敲擊回音法為廣泛應用於混凝土結構之非破壞檢測技術，主要是藉由外力敲擊待測物產生應力波後，將結構物表面反應的時間域訊號轉換成頻率域訊號，並根據頻譜中的尖峰頻率計算出潛在缺陷之對應深度。當量測範圍擴大時，深度頻譜斷層掃瞄法不僅能夠同時對比測線上的多筆訊號，也能更直觀地了解結構內部情況。然而，敲擊回音訊號通常會摻雜雜訊以及來自邊界的反射訊號，訊號頻寬也會受敲擊源影響，使深度頻譜斷層掃瞄影像出現雜訊、干擾與暗帶，即使具經驗的檢測人員在判讀影像時都會遭遇困難。 本研究嘗試發展一套能夠使斷層掃瞄影像中的裂縫區域更明顯之深度學習模型，並由輸出影像進一步標記出裂縫位置、尺寸及走向。本研究用以強化影像的深度學習模型為卷積自動編碼器(Convolutional Autoencoder, CAE)，CAE憑藉著非監督式學習之演算法特性，對於影像的異常檢測具有良好的效果。本研究先以有限元素分析軟體模擬無裂縫之半無限域，將受6mm鋼珠敲擊之回音訊號繪製斷層掃瞄影像後用以訓練CAE模型，使該模型具備還原無裂縫斷層掃瞄影像之能力。將內含裂縫之斷層掃瞄影像輸入訓練完成之CAE模型後，該模型便會盡可能地還原無裂縫區域的影像。將輸入影像扣除輸出之重構影像所得到的殘差影像便可清楚顯示裂縫區域。
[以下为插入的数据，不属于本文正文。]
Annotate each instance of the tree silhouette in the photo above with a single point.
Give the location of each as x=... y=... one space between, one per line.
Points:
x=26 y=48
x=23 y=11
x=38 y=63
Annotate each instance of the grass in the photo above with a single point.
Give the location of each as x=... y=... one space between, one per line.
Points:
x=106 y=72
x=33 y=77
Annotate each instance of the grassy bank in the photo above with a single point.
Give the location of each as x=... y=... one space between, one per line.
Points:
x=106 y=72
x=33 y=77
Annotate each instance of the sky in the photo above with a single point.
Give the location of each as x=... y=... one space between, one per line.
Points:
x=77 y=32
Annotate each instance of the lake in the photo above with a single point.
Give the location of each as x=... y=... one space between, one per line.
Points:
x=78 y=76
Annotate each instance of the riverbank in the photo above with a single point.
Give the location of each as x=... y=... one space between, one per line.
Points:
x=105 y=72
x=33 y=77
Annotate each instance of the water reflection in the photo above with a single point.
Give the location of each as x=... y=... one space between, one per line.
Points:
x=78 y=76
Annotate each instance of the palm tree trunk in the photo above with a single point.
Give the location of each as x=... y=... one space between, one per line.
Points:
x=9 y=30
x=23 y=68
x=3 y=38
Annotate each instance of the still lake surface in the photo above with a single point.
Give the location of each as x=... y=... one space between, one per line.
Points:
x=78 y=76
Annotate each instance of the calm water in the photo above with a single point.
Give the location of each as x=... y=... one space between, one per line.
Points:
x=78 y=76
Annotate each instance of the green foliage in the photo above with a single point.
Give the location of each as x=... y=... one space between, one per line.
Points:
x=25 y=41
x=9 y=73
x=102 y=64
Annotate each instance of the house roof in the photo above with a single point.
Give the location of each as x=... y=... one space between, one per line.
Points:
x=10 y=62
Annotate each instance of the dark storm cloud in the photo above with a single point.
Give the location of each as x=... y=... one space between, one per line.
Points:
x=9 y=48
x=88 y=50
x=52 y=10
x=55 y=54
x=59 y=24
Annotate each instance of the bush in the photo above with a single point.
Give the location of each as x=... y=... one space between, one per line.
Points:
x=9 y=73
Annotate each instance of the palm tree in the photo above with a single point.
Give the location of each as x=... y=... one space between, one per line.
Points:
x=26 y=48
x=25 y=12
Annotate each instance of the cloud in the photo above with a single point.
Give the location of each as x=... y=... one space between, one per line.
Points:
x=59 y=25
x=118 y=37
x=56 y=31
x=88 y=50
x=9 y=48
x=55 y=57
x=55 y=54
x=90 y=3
接著，本研究先描繪出殘差影像中各亮帶之邊界，再由各亮帶範圍內之像素亮度加總，以選出最可能的裂縫區域，再透過加權線性迴歸以一條線段標示出裂縫位置及走向。 為提升CAE模型之實用性與偵測裂縫之精度，本研究分別對訓練影像添加不同大小的雜訊、選擇不同激勵函數及改變CAE模型架構深度訓練模型，並以殘差影像之背景/缺陷亮度比做為評比指標，以找出較優的CAE模型。經過數值模擬影像測試，當編碼器和解碼器各為3層，以整流線性單位(Rectified Linear Unit, ReLU)函數作為激勵函數，並以無雜訊及添加3%雜訊之影像進行訓練而成的CAE模型表現最佳。 在標記裂縫影像部分，本研究分別模擬不同尺寸、深度及走向之裂縫斷層掃瞄影像。大多數裂縫影像所標記之裂縫深度誤差皆在1cm以內，在水平跨度誤差則大部分在5cm以內，惟有深度6cm和16cm之水平裂縫的水平跨度誤差較為不規律。在標記實驗裂縫影像部分，深度10cm之水平裂縫的水平跨度為32cm，迴歸標記的裂縫水平跨度為26cm，誤差為6.0cm，深度誤差為0.1cm；深度12~8cm之傾斜裂縫的水平跨度亦為32cm，迴歸標記的裂縫水平跨度為36cm，誤差為4.0cm，深度誤差則為0.2cm。 為測試模型的泛用性，本研究嘗試以不同大小鋼珠作為敲擊源進行試驗。測試結果發現當鋼珠直徑不為6mm時，只需將斷層掃瞄影像之強度及垂直軸以鋼珠直徑等比例調整，CAE模型便能有效地消除不必要雜訊，將斷層掃瞄影像中的裂縫區域明顯標示出來。 綜上所述，本研究訓練之CAE模型能夠有效消除敲擊回音斷層掃瞄影像中的背景訊號及雜訊干擾並凸顯裂縫，而線性迴歸模型也能大致偵測並標記出裂縫的位置及走向，可作為檢測人員判讀混凝土內部情況的有效工具。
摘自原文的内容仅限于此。